1. Integrated biological control of leafminers, Liriomyza trifolii, on chrysanthemum - R. Sher, Univ. Calif. - Davis
Nematodes alone are not sufficient for control of leafminers, but nematode infection reduces emergence of the parasitic wasp Diglyphus begini. However, wasps preferentially choose uninfected leafminers to lay eggs in, and nematodes infected more healthy than wasp-paralyzed leafminers.
2. Inundative releases of aphelinid parasitoids to control Bemisia argentifolii - M. Hoddle, Univ. Mass.
The silverleaf whitefly parasitoid Eretmocerus californicus is a much more efficient host-searcher than is Encarsia formosa. Because it's so efficient, at high release rates it usually kills most of the whiteflies by hosts-feeding so that few are left for reproduction.
3. Egg parasitoid of Empoasca fabae: Density and distribution in alfalfa monoculture and alfalfa-orchardgrass diculture - D. Liewehr, Univ. Maryland
Anagrus nigriventris, an egg parasitoid of potato leafhopper, averaged 69% parasitism in the third cutting, but was substantially less in the second and fourth cuttings.
4. Establishment, distribution, and impact of Lathrolestes nigricollis on the birch leafminer in New England -R. Van Driesche, Univ. Mass.
This wasp parasitizes mature leafminer larvae before pupation. Originally released at 3 sites in New England, it is now widespread throughout the Northeast. Although it can have a substantial impact on leafminer populations, control and damage reduction is not rapid.
5. Control of strawberry root weevil and Colorado potato beetle with indigenous entomopathogenic nematodes - R. Berry, Oregon State Univ.
Heterorhabditis marelatus, a new species of nematode discovered in Oregon, is a cool-temperature adapted species that may provide better control of soil pests in northern temperate areas. At cool temperatures it outperformed other species of nematodes for controlling strawberry root weevil, and provided complete control of last instar Colorado potato beetle (as they moved down into the soil).
6. Preliminary evaluation of Trichogramma platneri for control of obliquebanded leafroller in apples - R. Pfannenstiel, Tree Fruit Res. Cent., Wenatchee, WA
They had relatively high levels of parasitism, indicating this species of Trichogramma is a promising parasitoid of leafrollers.
7. Attraction of natural enemies to sugar applications in Honduran maize - L. Canas, Purdue Univ.
Sugar applications seem to increase the activity of natural ememies in tropical corn: higher numbers of natural enemies were associated with fewer fall armyworms.
8. Evaluation of a resistant parasitoid for biological control of weevils in insecticide-treated wheat - J. Baker, U.S. Grain Marketing Res. Lab, Manhattan, KS
Anisopteromalus calandrae parasitizes insects feeding internally in grain kernels.
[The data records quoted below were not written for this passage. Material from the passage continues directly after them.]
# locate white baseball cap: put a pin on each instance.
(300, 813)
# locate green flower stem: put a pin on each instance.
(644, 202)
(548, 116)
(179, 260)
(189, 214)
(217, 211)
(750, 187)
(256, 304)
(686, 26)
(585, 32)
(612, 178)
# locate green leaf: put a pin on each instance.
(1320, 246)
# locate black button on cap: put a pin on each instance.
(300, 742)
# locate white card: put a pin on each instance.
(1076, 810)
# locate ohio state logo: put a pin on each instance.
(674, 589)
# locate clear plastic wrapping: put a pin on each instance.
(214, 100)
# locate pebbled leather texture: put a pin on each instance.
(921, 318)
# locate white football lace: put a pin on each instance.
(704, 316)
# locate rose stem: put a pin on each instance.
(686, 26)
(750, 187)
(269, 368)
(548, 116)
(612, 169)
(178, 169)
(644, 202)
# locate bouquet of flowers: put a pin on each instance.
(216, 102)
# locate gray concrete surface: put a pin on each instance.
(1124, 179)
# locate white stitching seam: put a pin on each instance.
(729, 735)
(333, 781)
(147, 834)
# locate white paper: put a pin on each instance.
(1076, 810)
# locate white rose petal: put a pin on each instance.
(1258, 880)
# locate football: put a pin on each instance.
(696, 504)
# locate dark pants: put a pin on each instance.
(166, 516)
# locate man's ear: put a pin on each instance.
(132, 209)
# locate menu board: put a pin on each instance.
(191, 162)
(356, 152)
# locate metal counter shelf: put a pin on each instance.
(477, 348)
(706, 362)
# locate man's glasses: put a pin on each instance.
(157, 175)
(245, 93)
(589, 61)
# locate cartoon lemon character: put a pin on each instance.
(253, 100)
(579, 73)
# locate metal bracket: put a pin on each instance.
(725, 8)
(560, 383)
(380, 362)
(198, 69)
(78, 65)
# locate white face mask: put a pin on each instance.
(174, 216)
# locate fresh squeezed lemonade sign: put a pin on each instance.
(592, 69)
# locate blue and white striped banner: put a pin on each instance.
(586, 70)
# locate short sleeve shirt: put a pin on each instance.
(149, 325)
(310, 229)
A malathion-resistant strain can parasitize weevil larvae even when sprayed, so the parasite and insecticide can be integrated in a control program.
9. Behavior and efficacy of filth fly hymenopterous parasitoids on Nebraska feedlots - J. Peterson, USDA, Lincoln, NB
In the Midwest, early spring temperatures are cool, so there is a delayed response from wasp parasite releases made then. Hot temperatures also suppress parasite activity. Releases from sheltered locations within the feedlot are best - just sprinkling them over the ground results in pupae cooked in the sun or trampled by cows before the wasps emerge. Release techniques are very important to successful biological control!